A Power of Attorney document, including a Power of Attorney for Property, is a legal document which allows a person (the “Principle”) to delegate to another person (the “Agent” or “Attorney-in-Fact”) the power to make decisions regarding assets, finances, and other property, including real estate.
A Power of Attorney for Property allows you to decide in advance who will manage your financial affairs if you are unable to do so on your own in the future. Executing a Power of Attorney for Property will spare your family the burden of having to make financial decisions without knowing your wishes.
A Power of Attorney for Property assures that others will honor your agent’s authority and the decision he or she makes on your behalf. You have the ability to limit the authority of your agent or give him or her broad financial control.
A Power of Attorney document should include the powers granted to your agent as well as his or her duties, limitations, and immunity.
In Illinois, any person who is 18 years or older, has the legal capacity to make his or her own decisions, and is a resident of Illinois can execute a Power of Attorney for Property.
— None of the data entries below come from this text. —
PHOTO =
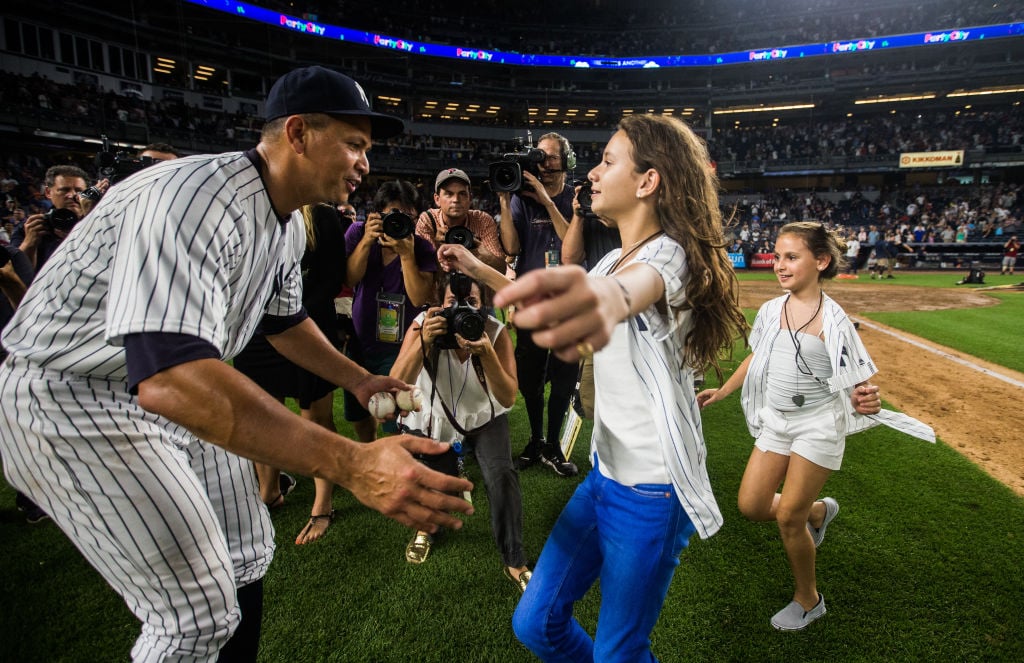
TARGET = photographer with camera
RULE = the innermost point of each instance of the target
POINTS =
(532, 225)
(470, 381)
(40, 236)
(391, 271)
(454, 222)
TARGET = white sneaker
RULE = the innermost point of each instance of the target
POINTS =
(818, 533)
(795, 618)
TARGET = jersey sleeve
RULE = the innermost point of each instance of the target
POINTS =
(288, 300)
(669, 259)
(170, 267)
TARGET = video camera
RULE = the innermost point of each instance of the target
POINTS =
(507, 173)
(397, 224)
(461, 318)
(59, 219)
(116, 166)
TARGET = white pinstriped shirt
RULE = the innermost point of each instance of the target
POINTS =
(666, 398)
(850, 363)
(131, 274)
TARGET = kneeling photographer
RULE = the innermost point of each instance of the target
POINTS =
(464, 364)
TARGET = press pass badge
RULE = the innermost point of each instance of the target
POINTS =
(553, 256)
(390, 314)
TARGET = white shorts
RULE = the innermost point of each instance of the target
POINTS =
(816, 432)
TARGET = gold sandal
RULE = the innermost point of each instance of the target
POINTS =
(313, 521)
(419, 548)
(521, 581)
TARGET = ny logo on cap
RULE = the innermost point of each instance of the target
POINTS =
(366, 101)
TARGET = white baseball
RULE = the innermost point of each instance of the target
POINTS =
(381, 405)
(411, 400)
To be enforceable, the Power of Attorney document must be signed by you in the presence of one witness and notarized.
Who may be designated as an agent?
Any person 18 years of age or older may be designated as an agent in a Power of Attorney for Property document.
It is advisable that the person you designate as your agent is someone you trust. He or she should be someone you believe will comply with the terms you specify and will make decisions in accordance with your interests.
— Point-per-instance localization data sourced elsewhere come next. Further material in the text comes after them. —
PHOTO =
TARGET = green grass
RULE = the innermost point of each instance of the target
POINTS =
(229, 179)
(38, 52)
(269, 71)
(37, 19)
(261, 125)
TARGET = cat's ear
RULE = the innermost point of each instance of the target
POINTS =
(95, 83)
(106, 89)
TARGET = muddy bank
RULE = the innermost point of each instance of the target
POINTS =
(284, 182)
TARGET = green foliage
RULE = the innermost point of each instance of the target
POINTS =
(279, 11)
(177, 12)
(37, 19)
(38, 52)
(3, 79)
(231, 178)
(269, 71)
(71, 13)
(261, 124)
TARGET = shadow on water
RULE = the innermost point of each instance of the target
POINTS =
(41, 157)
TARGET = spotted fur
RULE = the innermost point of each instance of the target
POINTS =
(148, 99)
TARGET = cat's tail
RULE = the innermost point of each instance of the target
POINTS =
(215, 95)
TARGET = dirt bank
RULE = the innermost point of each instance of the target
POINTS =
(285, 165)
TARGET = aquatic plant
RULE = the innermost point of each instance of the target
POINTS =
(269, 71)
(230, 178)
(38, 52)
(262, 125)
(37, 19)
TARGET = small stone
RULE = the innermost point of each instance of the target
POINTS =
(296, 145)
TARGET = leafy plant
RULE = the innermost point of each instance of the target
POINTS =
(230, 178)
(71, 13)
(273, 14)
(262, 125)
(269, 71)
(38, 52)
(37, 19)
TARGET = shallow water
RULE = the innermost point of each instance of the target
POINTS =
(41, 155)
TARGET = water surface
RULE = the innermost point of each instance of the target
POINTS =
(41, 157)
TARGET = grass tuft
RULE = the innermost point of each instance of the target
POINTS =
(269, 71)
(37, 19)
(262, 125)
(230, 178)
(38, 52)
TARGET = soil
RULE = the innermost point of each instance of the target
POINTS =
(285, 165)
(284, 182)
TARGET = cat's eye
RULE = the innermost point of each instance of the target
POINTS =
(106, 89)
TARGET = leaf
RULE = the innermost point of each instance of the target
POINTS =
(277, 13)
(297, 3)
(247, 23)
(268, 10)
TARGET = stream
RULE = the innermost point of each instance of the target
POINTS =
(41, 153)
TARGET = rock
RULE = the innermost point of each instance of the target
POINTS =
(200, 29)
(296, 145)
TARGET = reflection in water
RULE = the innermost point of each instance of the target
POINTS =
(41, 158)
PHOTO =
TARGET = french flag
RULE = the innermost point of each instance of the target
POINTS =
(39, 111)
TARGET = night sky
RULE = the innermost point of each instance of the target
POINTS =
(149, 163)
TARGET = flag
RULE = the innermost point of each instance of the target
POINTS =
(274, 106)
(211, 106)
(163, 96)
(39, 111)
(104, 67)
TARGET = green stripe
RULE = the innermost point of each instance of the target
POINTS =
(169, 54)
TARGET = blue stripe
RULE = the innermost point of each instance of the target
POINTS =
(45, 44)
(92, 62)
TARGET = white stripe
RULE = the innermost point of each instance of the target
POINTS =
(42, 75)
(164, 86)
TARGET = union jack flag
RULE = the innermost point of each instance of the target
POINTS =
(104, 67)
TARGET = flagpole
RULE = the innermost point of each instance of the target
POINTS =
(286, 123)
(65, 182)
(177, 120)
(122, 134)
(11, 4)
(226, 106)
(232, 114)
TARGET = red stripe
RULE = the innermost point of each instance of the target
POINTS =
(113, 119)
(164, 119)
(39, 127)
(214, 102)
What is the agent’s responsibility?
An agent must act in accordance with the terms you have enumerated in the Power of Attorney for Property document. If an agent does not act with the requisite due care he or she may be found liable for any negligent exercise of power.
It’s always a good idea to designate one or more successor agents in the event that your primary agent is unable to act on your behalf.
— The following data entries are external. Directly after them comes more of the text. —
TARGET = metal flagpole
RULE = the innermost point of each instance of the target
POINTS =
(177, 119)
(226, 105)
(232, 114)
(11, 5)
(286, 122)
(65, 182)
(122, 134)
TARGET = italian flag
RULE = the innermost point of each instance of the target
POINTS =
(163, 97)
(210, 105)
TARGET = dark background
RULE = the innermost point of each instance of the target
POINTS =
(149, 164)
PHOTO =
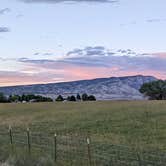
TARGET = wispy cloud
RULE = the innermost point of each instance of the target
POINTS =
(4, 29)
(4, 11)
(76, 1)
(98, 61)
(86, 63)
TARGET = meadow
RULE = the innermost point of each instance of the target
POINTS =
(133, 124)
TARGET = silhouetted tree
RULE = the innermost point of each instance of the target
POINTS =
(72, 98)
(78, 97)
(84, 97)
(59, 98)
(91, 98)
(156, 90)
(3, 99)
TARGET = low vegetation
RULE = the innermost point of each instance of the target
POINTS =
(133, 124)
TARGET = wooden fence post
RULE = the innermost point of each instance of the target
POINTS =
(89, 152)
(28, 141)
(139, 159)
(11, 137)
(55, 147)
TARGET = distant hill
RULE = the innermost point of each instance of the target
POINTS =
(113, 88)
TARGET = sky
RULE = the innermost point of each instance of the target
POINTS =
(45, 41)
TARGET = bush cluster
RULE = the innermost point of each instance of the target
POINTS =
(78, 97)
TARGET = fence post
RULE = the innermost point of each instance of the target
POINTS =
(28, 141)
(11, 137)
(55, 147)
(89, 152)
(139, 159)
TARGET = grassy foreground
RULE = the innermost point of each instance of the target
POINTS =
(130, 123)
(135, 124)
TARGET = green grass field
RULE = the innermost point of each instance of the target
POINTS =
(121, 122)
(136, 124)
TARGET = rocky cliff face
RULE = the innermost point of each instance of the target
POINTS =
(114, 88)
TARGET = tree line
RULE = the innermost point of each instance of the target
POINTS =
(78, 97)
(24, 98)
(39, 98)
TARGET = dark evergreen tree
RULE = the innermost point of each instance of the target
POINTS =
(91, 98)
(59, 98)
(72, 98)
(156, 90)
(78, 97)
(84, 97)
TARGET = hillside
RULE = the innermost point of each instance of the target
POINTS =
(113, 88)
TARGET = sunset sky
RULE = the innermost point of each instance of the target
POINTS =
(43, 41)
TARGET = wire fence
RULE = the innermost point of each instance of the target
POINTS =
(78, 149)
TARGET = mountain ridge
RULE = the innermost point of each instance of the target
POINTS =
(111, 88)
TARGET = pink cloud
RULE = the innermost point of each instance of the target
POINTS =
(160, 55)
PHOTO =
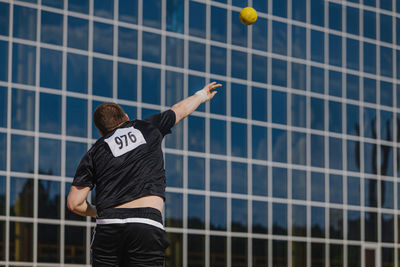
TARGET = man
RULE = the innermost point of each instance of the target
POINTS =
(126, 165)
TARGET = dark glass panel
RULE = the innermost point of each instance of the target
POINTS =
(317, 45)
(279, 182)
(317, 255)
(103, 77)
(279, 37)
(317, 222)
(218, 251)
(239, 178)
(260, 253)
(196, 173)
(128, 11)
(260, 180)
(218, 214)
(299, 220)
(81, 6)
(49, 156)
(22, 153)
(151, 47)
(218, 60)
(78, 32)
(239, 215)
(196, 250)
(299, 152)
(24, 64)
(173, 210)
(279, 219)
(50, 113)
(217, 136)
(239, 252)
(152, 13)
(21, 241)
(299, 110)
(336, 255)
(299, 41)
(196, 211)
(24, 23)
(218, 24)
(260, 33)
(197, 19)
(174, 51)
(239, 139)
(335, 189)
(218, 175)
(353, 120)
(279, 253)
(197, 137)
(239, 31)
(127, 81)
(317, 150)
(151, 85)
(259, 69)
(127, 42)
(197, 56)
(75, 244)
(48, 246)
(353, 225)
(260, 217)
(174, 170)
(52, 28)
(371, 226)
(299, 254)
(387, 228)
(77, 73)
(238, 100)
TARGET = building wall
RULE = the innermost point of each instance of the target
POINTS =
(293, 163)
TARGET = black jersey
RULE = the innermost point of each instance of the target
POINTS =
(127, 163)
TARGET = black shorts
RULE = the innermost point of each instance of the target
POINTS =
(129, 237)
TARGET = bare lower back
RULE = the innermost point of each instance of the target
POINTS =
(145, 202)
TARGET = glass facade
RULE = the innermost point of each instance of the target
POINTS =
(294, 163)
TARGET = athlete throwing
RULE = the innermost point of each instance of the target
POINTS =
(126, 166)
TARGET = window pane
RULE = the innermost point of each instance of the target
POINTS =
(21, 241)
(49, 156)
(77, 73)
(218, 213)
(48, 247)
(24, 62)
(50, 113)
(21, 197)
(78, 33)
(218, 175)
(102, 77)
(52, 28)
(196, 211)
(279, 219)
(50, 68)
(22, 153)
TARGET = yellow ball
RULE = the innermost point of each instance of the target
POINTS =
(248, 15)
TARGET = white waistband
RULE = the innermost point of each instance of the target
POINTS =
(130, 220)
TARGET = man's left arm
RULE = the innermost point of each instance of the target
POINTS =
(188, 105)
(77, 203)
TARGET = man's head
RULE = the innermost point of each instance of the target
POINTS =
(108, 116)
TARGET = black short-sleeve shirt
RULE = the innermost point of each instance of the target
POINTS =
(127, 163)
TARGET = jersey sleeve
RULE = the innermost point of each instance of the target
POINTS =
(84, 172)
(164, 121)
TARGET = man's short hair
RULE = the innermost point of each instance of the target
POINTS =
(108, 116)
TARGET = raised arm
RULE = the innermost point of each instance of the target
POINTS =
(186, 107)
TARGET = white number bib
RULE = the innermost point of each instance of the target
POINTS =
(125, 140)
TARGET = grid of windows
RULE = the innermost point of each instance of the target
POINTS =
(294, 162)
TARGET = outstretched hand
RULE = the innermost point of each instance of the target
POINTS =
(207, 92)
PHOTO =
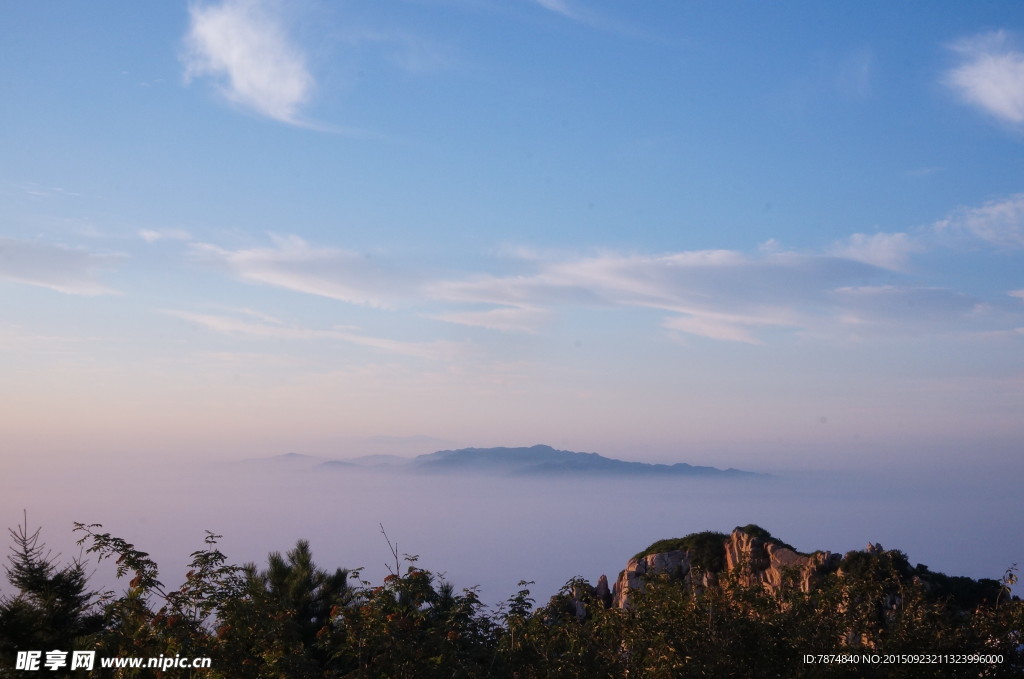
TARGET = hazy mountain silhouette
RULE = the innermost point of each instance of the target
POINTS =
(544, 460)
(532, 461)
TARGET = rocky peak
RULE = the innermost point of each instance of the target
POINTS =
(749, 551)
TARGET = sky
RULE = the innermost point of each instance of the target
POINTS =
(768, 236)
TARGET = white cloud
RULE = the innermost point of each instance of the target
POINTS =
(274, 330)
(883, 250)
(558, 6)
(505, 319)
(244, 46)
(153, 235)
(998, 222)
(908, 306)
(294, 264)
(990, 76)
(71, 270)
(719, 294)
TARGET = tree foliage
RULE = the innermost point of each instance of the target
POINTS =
(293, 619)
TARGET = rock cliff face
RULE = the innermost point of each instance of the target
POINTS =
(766, 561)
(755, 557)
When does the Power of Attorney for Property take effect? When does is cease?
You can specify when the Power of Attorney for Property will begin and terminate. If a termination date is not specified, the Power of Attorney for Property document will remain in effect until your death.
Can I amend the Power of Attorney for Property document after it takes effect?
You can make changes to the Power of Attorney for Property document at any time as long as you have the legal capacity to make such a decision. Such an amendment can be made by signing and dating a written document stating the change. The amendment must be signed by you in the presence of two witnesses and notarized.
Will the Power of Attorney for Property be recognized in another state?
A Power of Attorney for Property document will be recognized in another state if it has been executed in accordance with the laws of that state.